Sunday, September 17, 2006

What's your Sloth Story

Tell us about your story of successful "slothful" investing. Maybe your grandmother leave you shares of XOM or GE? Or you got in on the Google IPO and are still holding (or MSFT?)

We'll take stories slothful waste as well.

Mine actually involves using a full service broker. My parents are successful people, but not what you would call successful investors. They are employees who have saved diligently and profited from the long bull market.

Anyway, when I was 12 (and definately no investor), I decided I wanted to purchase stocks. So my dad took me to Merrill Lynch (which a savvier investor would not have done) and helped me open an account. At the time Merrill was offering a program that enabled you to purchase based on dollar increments and not round lots (which I could not afford). I decided to invest in the bluest of blue chips. T. Yes, American Telephone & Telegraph. I purchased 7 plus shares with about $200.

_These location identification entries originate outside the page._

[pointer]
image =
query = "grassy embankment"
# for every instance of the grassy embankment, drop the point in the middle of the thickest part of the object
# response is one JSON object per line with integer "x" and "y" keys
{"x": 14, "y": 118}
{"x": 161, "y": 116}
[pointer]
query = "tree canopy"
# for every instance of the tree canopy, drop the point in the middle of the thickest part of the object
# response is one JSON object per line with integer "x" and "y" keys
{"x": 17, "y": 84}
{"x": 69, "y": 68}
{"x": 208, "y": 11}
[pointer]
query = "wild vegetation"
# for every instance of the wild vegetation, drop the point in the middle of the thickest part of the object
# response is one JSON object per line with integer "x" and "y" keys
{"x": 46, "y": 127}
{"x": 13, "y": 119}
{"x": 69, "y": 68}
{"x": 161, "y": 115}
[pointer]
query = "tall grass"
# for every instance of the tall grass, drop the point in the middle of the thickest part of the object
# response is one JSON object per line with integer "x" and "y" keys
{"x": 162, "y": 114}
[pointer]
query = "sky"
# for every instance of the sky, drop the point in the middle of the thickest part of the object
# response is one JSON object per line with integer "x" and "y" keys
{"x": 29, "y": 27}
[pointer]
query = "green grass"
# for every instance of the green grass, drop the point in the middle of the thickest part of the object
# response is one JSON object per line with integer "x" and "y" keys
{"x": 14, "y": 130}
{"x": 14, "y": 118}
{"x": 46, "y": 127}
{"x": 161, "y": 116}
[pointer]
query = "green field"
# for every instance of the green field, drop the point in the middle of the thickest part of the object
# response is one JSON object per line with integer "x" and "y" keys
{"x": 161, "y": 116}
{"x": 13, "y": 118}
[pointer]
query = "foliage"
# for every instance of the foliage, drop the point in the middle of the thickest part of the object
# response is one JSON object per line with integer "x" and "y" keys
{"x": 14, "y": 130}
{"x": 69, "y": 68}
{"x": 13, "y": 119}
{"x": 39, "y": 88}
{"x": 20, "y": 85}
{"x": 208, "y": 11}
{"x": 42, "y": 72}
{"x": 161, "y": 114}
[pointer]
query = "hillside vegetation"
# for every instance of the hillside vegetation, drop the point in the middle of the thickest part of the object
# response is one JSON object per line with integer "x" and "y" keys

I was excited about the dividend and the strength of the company. After 12 years I had shares in Lucent, AT&T, NCR, Comcast, Avaya, Agere and other companies. I think my position was worth nearly $1000, which wasn't bad. But I had never really collected any dividends because of the account fees. When the telecom market collapsed, I wound up with an account balance not significantly different from my initial investment and I still had fees I owed.

I sure had been slothful, but I had missed the boat.



  2. Hello Strategic Investor. I know this is a little of topic of slothful investing but maybe not. I Have a question for you. How do you trade? Broker or Online? I want to sign up with this new firm Sogoinvest, but I am not sure if I should trust the new guy or stick with one of the older ones. Tell me what you think. Thanks

  3. I think it is relevant to slothful investing, because your strategy will define what fee structure is best for you.

    I use an online broker, TD Ameritrade (I have been with them since they were Waterhouse Securites, which was purchased by TD Bank, to become TD Waterhouse).

    Every time they go through an acquisition, fees go down, which is a good thing. Generally, I don't worry too much about commissions. All online broker commissions are relatively low. If you are doing lots of transactions, obviously, you wnat to focus on lowest price that provides good execution. Since I make few moves (sloth), I don't pay much in commissions, anyway.

    I place a high premium on good research and would be happy to pay a bit more for it.

    I just took a quick glance at the website you mentioned and I must say, it did not have the research tools that I would want. It talks about long-term appreciation, but its tools are entirely based on trading (short-term buying and selling). It is cheaper than a TD Ameritrade, though, so its up to you.

    What is your strategy?

  4. I am not looking for the housing market to suddenly turn back up on a dime. Too much inventory to work through. Some of that invetory will drop off as sellers cancel their listings (or they expire) as they were unable to sell at prices that are no longer available. These are the ones who didn't have to sell, didn't have to move, didn't have a bad mortgage to refinance, but were willing to sell at inflated prices and didn't pull it off.